Enabling autoscaling
Navigate to your service, click Scaling in the left menu, then toggle Autoscaling to ON. Configure the minimum replicas, maximum replicas, and the metric thresholds that trigger scaling.
Scaling metrics
| Metric | Default threshold | Plans |
|---|---|---|
| CPU utilization | 70% of limit | Starter+ |
| Memory utilization | 80% of limit | Starter+ |
| Request rate (RPS) | Custom | Enterprise |
CPU-based autoscaling
The most common scaling metric. When average CPU utilization across all replicas exceeds the threshold (default: 70% of the CPU limit), StackBlaze adds a new replica.

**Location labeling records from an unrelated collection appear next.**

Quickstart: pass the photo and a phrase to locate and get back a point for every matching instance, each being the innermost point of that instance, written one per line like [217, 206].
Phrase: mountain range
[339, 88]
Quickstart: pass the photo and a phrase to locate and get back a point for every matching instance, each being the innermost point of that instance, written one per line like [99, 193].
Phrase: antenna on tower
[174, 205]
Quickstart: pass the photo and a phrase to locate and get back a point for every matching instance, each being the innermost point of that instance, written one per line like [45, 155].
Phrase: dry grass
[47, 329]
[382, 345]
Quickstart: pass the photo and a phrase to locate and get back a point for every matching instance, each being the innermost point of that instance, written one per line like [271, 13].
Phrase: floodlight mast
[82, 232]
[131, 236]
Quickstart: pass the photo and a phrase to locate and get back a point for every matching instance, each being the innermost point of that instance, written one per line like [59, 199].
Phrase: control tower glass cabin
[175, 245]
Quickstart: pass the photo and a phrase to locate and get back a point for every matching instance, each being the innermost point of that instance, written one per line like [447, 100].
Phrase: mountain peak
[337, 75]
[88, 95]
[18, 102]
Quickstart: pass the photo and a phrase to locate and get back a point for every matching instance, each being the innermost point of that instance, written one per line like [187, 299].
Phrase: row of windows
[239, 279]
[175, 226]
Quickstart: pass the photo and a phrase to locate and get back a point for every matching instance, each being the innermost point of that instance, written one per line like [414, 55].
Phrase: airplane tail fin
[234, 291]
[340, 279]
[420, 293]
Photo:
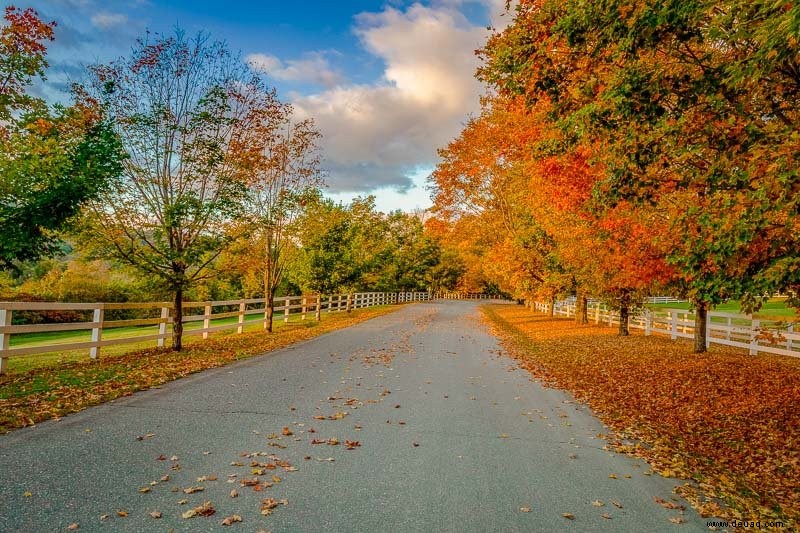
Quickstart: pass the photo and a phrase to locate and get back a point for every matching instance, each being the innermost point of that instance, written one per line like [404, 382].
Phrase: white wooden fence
[203, 316]
[463, 296]
[729, 329]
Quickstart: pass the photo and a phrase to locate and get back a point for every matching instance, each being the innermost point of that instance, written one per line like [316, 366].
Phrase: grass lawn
[65, 383]
[726, 421]
[25, 363]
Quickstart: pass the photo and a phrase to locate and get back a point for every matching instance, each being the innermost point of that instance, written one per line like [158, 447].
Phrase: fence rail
[201, 314]
[729, 329]
[463, 296]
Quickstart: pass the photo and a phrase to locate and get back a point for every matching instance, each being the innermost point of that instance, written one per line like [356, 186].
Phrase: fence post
[673, 325]
[242, 309]
[206, 320]
[162, 326]
[97, 331]
[754, 325]
[5, 339]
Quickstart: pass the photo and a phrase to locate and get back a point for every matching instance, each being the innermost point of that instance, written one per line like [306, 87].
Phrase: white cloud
[109, 20]
[377, 135]
[313, 68]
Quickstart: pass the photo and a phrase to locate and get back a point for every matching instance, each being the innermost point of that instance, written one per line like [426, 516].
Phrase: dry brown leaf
[230, 520]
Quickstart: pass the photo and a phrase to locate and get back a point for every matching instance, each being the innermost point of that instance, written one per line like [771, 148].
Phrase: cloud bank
[377, 135]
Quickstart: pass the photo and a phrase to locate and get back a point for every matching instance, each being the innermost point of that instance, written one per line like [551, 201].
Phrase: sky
[387, 82]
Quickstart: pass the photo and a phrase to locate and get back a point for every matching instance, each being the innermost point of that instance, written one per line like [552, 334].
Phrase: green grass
[25, 363]
[774, 309]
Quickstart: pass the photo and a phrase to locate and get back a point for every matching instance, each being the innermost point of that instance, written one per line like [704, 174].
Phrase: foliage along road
[414, 421]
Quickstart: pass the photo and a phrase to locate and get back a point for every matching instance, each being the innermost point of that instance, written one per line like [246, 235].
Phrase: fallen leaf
[230, 520]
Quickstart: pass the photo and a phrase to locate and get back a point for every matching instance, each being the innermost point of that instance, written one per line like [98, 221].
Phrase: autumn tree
[694, 106]
[179, 106]
[285, 176]
[52, 160]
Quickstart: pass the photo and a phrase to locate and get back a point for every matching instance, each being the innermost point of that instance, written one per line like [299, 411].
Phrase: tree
[179, 106]
[52, 161]
[285, 178]
[694, 104]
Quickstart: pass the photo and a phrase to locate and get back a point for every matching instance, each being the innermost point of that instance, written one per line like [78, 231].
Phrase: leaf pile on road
[728, 421]
[41, 394]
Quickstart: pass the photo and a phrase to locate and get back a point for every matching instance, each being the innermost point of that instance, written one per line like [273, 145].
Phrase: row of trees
[631, 147]
[179, 163]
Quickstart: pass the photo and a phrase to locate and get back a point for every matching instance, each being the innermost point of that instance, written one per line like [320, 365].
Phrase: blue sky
[388, 82]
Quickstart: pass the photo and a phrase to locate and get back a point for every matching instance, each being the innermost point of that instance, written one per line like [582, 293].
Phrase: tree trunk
[701, 312]
[623, 320]
[177, 321]
[581, 310]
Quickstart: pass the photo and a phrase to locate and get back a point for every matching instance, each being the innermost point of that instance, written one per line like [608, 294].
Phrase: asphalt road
[453, 437]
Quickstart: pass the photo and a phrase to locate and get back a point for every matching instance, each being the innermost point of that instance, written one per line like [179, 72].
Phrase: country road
[453, 437]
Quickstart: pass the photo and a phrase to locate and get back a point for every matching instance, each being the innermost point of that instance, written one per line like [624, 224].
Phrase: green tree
[52, 161]
[180, 107]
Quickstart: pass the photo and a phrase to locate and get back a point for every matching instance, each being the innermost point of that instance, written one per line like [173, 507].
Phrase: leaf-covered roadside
[52, 392]
[728, 421]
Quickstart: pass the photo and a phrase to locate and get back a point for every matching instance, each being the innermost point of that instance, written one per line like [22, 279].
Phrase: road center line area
[413, 421]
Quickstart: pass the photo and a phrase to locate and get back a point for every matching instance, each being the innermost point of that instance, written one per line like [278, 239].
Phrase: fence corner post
[673, 325]
[162, 326]
[97, 330]
[754, 327]
[242, 309]
[206, 320]
[5, 339]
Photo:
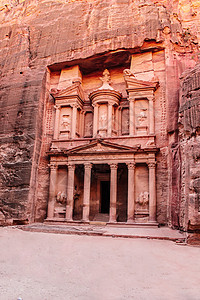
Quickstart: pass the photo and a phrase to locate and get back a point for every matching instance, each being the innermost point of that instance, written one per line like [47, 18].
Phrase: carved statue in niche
[142, 117]
[103, 119]
[127, 72]
[61, 198]
[106, 81]
[88, 128]
[65, 124]
[143, 199]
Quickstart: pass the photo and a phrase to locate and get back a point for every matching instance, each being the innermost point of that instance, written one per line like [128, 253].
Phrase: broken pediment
[133, 84]
[100, 146]
[74, 90]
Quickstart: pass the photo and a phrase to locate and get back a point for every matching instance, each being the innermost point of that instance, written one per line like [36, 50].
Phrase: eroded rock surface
[38, 36]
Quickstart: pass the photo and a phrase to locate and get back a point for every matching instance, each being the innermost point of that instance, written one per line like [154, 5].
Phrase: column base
[153, 222]
[85, 221]
[130, 221]
[112, 222]
[69, 220]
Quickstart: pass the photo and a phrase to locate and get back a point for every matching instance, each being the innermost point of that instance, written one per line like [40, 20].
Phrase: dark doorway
[105, 197]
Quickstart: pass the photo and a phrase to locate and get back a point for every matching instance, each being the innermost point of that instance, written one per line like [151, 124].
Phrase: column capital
[152, 165]
[56, 106]
[131, 165]
[74, 105]
[88, 165]
[110, 103]
[113, 166]
[53, 166]
[95, 104]
[71, 166]
[151, 98]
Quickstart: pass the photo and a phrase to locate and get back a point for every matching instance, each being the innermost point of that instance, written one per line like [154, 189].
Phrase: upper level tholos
[94, 108]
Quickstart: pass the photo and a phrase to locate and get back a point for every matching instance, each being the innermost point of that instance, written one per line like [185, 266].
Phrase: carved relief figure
[142, 117]
[88, 128]
[143, 199]
[105, 81]
[65, 124]
[61, 198]
[103, 119]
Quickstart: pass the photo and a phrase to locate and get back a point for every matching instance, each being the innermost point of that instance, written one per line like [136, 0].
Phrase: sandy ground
[43, 266]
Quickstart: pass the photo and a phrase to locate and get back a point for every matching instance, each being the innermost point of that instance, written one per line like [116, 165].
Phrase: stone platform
[163, 233]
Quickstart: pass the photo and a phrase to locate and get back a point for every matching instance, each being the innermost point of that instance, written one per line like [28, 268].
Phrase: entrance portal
[105, 197]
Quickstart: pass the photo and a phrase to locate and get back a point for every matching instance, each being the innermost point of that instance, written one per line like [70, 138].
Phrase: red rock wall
[189, 148]
[37, 34]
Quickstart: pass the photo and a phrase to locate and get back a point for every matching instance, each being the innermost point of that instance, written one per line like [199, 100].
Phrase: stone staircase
[100, 219]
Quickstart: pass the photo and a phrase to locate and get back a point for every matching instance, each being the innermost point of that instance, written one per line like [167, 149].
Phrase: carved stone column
[152, 191]
[151, 116]
[131, 192]
[86, 195]
[57, 121]
[70, 193]
[131, 117]
[110, 108]
[52, 190]
[113, 193]
[120, 121]
[95, 119]
[74, 120]
[82, 123]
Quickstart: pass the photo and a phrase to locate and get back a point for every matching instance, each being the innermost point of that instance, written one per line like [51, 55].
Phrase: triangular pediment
[100, 146]
[135, 84]
[73, 90]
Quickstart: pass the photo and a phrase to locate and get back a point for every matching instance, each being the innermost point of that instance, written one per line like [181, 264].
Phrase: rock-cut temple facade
[99, 113]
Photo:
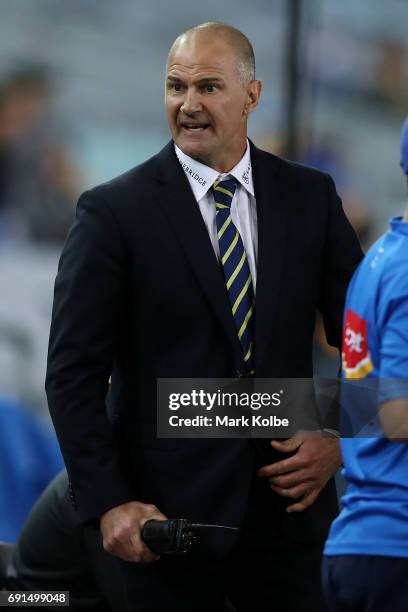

CPU is a good proxy for request load on compute-bound services.
Memory-based autoscaling
Useful for services where memory usage correlates with load, for example, services that cache data per-request or maintain large in-memory state. The threshold is expressed as a percentage of the configured memory limit.
Memory autoscaling caveat
Request rate (Enterprise)
Scale based on requests per second (RPS) per replica. This is the most direct measure of load for web services. Set a target RPS per replica and StackBlaze will maintain that ratio by adjusting replica count.
Scaling behavior
Scale-up
When a metric threshold is breached, StackBlaze evaluates the violation for up to 30 seconds before triggering a scale-up. This prevents brief spikes from causing unnecessary scaling events. Once triggered, a new pod is started and added to the load balancer as soon as its readiness probe passes.
Scale-down (conservative)
Scale-down is deliberately conservative. StackBlaze waits for all metrics to remain below their thresholds for 5 minutes before reducing replica count. This stabilization window prevents thrashing, the rapid alternation between scaling up and down that can occur if scale-down happens too quickly after a spike.
Min and max replicas
Always configure both a minimum and maximum:
- •Minimum replicas: the floor. Your service will never scale below this count, even at zero traffic. Set to at least 1 to avoid cold starts. Set to 2+ for high-availability production services.
- •Maximum replicas: the ceiling. Protects against runaway scaling caused by a traffic spike, a bug, or a DDoS. Set this to a value your database can handle (connection pool limits) and your budget can support.
Autoscaling and databases
When your service scales up, each new replica opens connections to your database. Ensure your database connection pool is configured correctly to handle the maximum replica count:
// Each replica opens up to 10 connections
// With max 5 replicas, the database receives up to 50 connections
import { Pool } from 'pg'
const pool = new Pool({
connectionString: process.env.DATABASE_URL,
max: 10, // connections per replica
idleTimeoutMillis: 30_000,
connectionTimeoutMillis: 5_000,
})Tip, use a connection pooler
Monitoring autoscaling events
Autoscaling events are logged in your service's Events tab. Each scale-up or scale-down event shows the metric that triggered it, the previous replica count, and the new count. Use the Metrics tab to correlate scaling events with CPU and memory graphs.
Under the hood
desiredReplicas = ceil(currentReplicas * (currentMetric / targetMetric)). The stabilization windows prevent oscillation.